Веринька глянула сбоку на Степана и замерла на миг, чувствуя, что никогда не забудет его лица. Серые его глаза от расширившихся зрачков стали черными, светящимися, точно отражали в себе далекий пожар. Губы сжались плотно, темной скорбной тропой легли на лице, иссиня-бледном, с запавшими сразу щеками, с дрожью мускулов на висках. Его упорный взгляд глядел мимо всего, будто силился увидеть что-то неведомое и недоступное другим.
Молча доехали до дому.
Прислуживая за обедом, Веринька много раз прижимала трепетную руку к бешено бьющемуся сердцу — за столом говорили о Степане.
Горный ревизор, остроносый, розовый, как вербный херувим, морщил пренебрежительно смешливо вздутые губы под белокурыми усами.
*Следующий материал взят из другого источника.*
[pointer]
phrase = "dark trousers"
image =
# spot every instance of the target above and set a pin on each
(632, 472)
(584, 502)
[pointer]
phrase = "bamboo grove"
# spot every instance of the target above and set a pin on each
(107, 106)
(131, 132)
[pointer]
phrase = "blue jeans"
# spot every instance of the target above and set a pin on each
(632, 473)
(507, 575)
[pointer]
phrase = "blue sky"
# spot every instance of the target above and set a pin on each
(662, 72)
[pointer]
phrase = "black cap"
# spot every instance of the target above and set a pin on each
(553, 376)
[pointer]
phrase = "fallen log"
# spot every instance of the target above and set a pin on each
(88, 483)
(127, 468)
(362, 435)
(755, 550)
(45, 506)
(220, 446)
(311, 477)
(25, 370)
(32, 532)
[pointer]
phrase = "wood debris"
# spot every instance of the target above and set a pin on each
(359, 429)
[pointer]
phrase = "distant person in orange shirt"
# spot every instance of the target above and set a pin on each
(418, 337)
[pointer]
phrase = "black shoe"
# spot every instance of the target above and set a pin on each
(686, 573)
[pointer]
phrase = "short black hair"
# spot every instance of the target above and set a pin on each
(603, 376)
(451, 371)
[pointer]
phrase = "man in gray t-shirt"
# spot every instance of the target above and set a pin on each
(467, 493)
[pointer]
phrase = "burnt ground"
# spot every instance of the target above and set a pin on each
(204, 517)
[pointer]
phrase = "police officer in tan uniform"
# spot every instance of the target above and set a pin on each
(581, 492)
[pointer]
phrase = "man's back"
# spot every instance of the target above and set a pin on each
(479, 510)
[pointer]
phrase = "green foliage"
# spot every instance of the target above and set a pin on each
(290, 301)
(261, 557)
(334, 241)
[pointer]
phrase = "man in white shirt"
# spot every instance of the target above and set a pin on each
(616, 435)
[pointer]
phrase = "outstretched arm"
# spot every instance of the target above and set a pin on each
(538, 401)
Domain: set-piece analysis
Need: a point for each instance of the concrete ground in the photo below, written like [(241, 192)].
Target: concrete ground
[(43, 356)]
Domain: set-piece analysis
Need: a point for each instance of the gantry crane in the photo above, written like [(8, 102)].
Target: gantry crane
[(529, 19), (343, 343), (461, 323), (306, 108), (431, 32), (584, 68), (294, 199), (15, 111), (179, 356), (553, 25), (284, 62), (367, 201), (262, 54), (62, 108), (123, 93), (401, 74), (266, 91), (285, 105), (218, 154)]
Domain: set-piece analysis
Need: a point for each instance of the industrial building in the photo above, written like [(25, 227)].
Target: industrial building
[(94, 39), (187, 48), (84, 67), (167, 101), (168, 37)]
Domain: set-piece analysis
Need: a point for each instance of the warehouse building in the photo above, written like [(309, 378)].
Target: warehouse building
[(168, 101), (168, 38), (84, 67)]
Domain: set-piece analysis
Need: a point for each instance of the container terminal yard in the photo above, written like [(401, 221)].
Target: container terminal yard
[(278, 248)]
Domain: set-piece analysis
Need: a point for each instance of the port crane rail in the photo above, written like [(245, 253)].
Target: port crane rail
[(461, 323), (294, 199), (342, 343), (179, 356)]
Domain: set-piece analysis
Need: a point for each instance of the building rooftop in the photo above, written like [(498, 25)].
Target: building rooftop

Он выпил лишнее и потому то и дело обмахивался маленьким перламутровым веером, старательно оберегая надо лбом гладкий высокий начес своего модного парика. Женственно-мягким голосом горный ревизор говорил лениво и скучающе:
— Дай бог сие тяжелое время прожить со спокойной душою. Емелькино дело память о себе средь черни нашей оставило… Сие несомненно… И наши плебеи при малейшем послаблении готовы господина уязвить всяческой грубостью.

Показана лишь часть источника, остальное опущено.